Friday, December 30, 2011

Wrapping Up 2011 - Food & Favorites from the Year

Well.  Another year.  Flown by!  Isn't it funny how it can simultaneously seem like January was yesterday and forever ago?  I've never done a recap of a year at girlichef before, and I thought I'd like to start doing it this year.  I thought I'd start with the "most popular" posts as determined by statistics, and then move on to share some of my personal favorites from the year.  Really, it was so hard to pick.  I love almost everything in the moment.  But the ones I've picked to share today were definitely some that still linger in the food-bank of my memory today.

So, the top 9.  Oh yeah, I said 9.  I'm defying all reason and throwing 10 out the door.  Here goes.

Starting with the most-viewed...


Now I'll move on to my favorite salads and sandwiches from 2011...

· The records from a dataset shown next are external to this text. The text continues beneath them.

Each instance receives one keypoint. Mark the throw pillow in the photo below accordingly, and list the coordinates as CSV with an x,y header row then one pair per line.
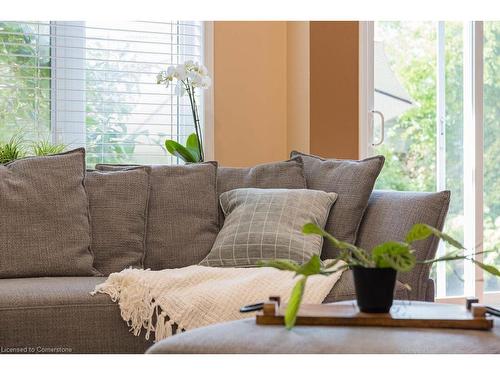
x,y
266,224
353,181
287,174
118,211
400,211
44,221
182,217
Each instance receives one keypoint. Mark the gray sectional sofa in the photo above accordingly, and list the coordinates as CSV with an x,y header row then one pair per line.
x,y
48,310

I had a really hard time choosing just a few soups.  And as you  may know, the Tortilla Soup that I shared up in my "most popular posts" collage is my all-time favorite soup.  These however, came very close...

1. Tomato Garlic Soup w/ Cheese Tortellini (& the Garlic Broth that goes with it), 2. Smoky Yellow Eye Bean Soup, 3. Good Neighbor Tortilla Soup, 4. Sopa de Letra (Alphabet Soup)

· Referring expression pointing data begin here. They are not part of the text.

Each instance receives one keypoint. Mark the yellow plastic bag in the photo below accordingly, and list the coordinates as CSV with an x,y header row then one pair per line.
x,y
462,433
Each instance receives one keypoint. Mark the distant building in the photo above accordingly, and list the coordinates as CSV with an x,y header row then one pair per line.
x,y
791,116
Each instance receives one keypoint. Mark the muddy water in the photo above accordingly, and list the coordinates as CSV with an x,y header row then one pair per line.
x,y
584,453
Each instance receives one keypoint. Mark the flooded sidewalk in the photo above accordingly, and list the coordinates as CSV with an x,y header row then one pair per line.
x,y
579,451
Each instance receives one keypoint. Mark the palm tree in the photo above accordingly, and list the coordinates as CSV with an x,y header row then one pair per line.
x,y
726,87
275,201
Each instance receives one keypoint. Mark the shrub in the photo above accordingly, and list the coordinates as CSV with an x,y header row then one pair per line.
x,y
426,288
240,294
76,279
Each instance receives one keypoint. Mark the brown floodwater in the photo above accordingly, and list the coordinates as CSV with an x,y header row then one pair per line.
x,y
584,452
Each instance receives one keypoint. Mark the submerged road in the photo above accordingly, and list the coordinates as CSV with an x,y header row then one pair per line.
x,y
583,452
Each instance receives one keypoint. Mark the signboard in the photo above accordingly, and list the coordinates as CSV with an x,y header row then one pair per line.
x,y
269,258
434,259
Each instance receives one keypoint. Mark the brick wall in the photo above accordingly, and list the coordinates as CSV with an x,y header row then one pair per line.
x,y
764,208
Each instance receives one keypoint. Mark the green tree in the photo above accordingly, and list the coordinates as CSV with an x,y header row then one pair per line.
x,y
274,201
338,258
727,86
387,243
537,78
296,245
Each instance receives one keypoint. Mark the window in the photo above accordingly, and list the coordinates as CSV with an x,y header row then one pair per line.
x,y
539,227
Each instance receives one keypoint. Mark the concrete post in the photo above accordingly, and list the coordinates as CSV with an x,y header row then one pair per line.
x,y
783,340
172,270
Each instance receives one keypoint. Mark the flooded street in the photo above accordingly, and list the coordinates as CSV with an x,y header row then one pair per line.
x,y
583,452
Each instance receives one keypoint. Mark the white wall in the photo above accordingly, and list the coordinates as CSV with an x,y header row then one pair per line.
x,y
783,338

I realize that I don't really don't post very many whole meals.  But these are four dishes that make very happy bellies when served as an Entree...


Mmmm...side dishes.  I've been known to eat side dishes as whole meals.  Each and every one of these is case-in-point.  However, a small side serving is just as pleasing.  Both the mac and cheese and the scalloped potatoes happen to be my very favorite versions of each...


Mmmm...breakfast...my favorite meal of the day.  While I have a bit of a hard time choosing favorites, because really, breakfast really depends on my mood.  But I tried my hardest...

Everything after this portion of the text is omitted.